Here's a brief recap:
A fire at an off-campus apartment being shared by Mahelona, Sears and walk-on tight end Brett Weyman on March 13 destroyed most of their furniture. Former Vol Jerry Colquitt mentioned the mishap to Johnny Presley, owner of Hale's Furniture Store of Crossville, suggesting he provide some replacement furniture and allow the players to repay the debt over time. Presley provided furniture worth a reported $5,483 with no money down on a ''12 months same as cash'' basis.
Upon learning of the arrangement, Tennessee officials took immediate action. They ordered the furniture repossessed and declared all three players ineligible, pending payment of a one-month rental fee on the furniture. UT brass came up with a figure of $287.52 for the temporary use of the furniture, so that amount was split among the players. Mahelona, Sears and Weyman ultimately paid $95.84 each. Each player also will serve 20 hours of community service and confess the error of his ways before Vol teammates. All three are now on a ''zero-tolerance'' policy regarding future rules violations.
In addition, compliance director Brad Bertani notified the SEC office, which has since ruled that the players will not face suspensions from any games. Reportedly, the SEC considers the violations ''secondary'' in nature. Still, the school has sent letters of warning to Colquitt (regarding contact with current UT athletes) and Presley (regarding not employing UT athletes).

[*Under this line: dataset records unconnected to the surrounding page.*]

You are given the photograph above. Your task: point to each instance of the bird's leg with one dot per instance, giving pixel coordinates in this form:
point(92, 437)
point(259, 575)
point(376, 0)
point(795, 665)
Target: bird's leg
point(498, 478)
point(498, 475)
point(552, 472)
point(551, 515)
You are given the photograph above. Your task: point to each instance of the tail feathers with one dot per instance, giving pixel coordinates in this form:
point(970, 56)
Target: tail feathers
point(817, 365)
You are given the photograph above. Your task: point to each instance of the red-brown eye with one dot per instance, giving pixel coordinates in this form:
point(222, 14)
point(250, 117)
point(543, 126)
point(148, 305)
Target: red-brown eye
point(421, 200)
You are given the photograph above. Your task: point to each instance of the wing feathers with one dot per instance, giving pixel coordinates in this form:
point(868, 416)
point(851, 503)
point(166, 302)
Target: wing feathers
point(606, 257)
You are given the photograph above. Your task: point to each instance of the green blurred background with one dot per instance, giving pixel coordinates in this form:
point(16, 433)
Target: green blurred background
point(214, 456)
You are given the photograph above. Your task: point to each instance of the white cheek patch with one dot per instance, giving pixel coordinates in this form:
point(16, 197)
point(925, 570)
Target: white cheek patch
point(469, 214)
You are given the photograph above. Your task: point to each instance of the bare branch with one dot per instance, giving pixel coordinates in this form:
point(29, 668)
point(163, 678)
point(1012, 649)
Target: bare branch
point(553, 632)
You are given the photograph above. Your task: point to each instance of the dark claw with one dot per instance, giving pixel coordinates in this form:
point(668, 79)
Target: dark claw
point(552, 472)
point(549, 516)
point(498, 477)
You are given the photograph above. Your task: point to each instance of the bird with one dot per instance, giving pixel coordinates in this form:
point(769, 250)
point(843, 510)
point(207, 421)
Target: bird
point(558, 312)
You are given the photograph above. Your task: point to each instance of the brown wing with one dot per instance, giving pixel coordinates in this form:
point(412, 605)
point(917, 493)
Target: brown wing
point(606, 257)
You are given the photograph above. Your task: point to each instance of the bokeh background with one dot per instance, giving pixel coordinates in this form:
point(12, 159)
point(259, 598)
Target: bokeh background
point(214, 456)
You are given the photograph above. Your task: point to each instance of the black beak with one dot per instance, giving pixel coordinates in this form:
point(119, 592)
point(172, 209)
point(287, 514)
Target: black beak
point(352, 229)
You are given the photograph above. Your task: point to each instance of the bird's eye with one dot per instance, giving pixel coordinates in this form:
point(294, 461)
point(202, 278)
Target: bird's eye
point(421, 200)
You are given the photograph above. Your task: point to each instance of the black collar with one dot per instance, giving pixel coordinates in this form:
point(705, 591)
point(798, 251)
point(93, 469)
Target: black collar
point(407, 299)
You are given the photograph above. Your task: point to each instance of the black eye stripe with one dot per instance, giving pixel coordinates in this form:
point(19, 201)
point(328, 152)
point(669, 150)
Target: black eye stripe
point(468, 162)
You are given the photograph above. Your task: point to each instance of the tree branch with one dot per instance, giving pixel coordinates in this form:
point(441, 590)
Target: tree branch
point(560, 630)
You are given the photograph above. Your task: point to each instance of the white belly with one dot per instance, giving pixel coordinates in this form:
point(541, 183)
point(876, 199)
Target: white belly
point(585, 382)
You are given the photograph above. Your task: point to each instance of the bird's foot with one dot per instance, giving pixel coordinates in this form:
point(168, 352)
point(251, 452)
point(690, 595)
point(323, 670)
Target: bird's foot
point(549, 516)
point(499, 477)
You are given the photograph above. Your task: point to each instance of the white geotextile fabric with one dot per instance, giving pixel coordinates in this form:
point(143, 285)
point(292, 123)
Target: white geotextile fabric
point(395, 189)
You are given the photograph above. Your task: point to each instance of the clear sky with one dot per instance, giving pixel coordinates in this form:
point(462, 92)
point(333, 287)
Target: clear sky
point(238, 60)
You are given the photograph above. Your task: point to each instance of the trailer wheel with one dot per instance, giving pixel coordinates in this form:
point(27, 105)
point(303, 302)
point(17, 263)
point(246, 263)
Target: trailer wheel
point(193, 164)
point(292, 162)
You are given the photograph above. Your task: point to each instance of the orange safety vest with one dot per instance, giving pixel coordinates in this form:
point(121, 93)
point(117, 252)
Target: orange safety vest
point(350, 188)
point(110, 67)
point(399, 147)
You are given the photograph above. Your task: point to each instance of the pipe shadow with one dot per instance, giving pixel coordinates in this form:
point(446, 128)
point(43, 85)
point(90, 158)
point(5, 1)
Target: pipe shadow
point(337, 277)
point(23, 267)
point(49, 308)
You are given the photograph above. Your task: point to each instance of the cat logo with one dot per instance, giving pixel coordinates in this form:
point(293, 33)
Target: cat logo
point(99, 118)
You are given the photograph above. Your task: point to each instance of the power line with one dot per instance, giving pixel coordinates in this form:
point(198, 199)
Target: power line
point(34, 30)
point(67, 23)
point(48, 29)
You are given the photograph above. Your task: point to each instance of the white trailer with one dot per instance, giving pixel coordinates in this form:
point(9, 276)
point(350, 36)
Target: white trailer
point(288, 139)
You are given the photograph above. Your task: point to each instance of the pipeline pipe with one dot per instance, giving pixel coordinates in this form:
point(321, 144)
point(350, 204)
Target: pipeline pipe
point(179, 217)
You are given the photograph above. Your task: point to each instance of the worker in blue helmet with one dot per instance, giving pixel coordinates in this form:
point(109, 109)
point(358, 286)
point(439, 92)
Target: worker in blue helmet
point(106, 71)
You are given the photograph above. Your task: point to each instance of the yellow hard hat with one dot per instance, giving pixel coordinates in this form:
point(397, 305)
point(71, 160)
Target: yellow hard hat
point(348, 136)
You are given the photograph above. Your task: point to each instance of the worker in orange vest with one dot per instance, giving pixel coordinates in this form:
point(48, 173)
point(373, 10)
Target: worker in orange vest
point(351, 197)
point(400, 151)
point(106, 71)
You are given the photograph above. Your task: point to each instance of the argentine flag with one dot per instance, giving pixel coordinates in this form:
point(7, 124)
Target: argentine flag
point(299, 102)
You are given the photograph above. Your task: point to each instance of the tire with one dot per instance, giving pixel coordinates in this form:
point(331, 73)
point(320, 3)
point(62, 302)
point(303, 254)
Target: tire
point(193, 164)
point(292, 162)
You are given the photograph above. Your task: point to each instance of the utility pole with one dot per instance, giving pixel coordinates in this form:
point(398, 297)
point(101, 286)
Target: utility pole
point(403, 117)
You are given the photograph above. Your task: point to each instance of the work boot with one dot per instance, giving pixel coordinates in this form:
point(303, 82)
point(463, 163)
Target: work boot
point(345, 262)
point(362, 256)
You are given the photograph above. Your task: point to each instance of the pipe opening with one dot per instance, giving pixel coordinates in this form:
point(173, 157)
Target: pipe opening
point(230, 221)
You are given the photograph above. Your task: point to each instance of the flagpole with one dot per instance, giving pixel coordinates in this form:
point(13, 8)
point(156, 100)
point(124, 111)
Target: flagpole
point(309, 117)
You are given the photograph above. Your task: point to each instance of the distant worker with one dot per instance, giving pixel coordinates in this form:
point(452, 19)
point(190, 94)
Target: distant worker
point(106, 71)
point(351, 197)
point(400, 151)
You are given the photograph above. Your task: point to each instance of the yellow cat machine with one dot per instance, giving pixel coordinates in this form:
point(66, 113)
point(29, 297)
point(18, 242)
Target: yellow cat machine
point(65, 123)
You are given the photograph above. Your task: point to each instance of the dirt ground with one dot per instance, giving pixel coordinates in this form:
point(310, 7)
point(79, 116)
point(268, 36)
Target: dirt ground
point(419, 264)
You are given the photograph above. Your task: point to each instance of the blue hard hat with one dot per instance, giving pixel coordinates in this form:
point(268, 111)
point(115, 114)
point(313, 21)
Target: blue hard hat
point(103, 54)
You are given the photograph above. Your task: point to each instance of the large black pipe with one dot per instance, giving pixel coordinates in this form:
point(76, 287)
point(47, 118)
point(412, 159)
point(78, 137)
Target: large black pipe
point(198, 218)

Presley is not a UT graduate or a UT booster. He was a basketball season ticket-holder from 1998-2001 but has been quoted as saying the furniture deal was merely a favor to Colquitt. He told The Tennessean that the players were charged full price for the furniture and that the terms were ''the same deal I would do for anybody else.'' He added that he thought Tennessee's administration ''overreacted.''
According to Presley, Mahelona and Sears worked in his store on April 17 and April 29, for which he reduced their bill by $80. Moreover, he said the players were told the furniture would be repossessed if not paid for in full.
"If I were doing something illegal or trying to hide something, I certainly wouldn't have them working in the store," Presley told The Tennessean. "The guys had all intentions of paying it back. They were sincere."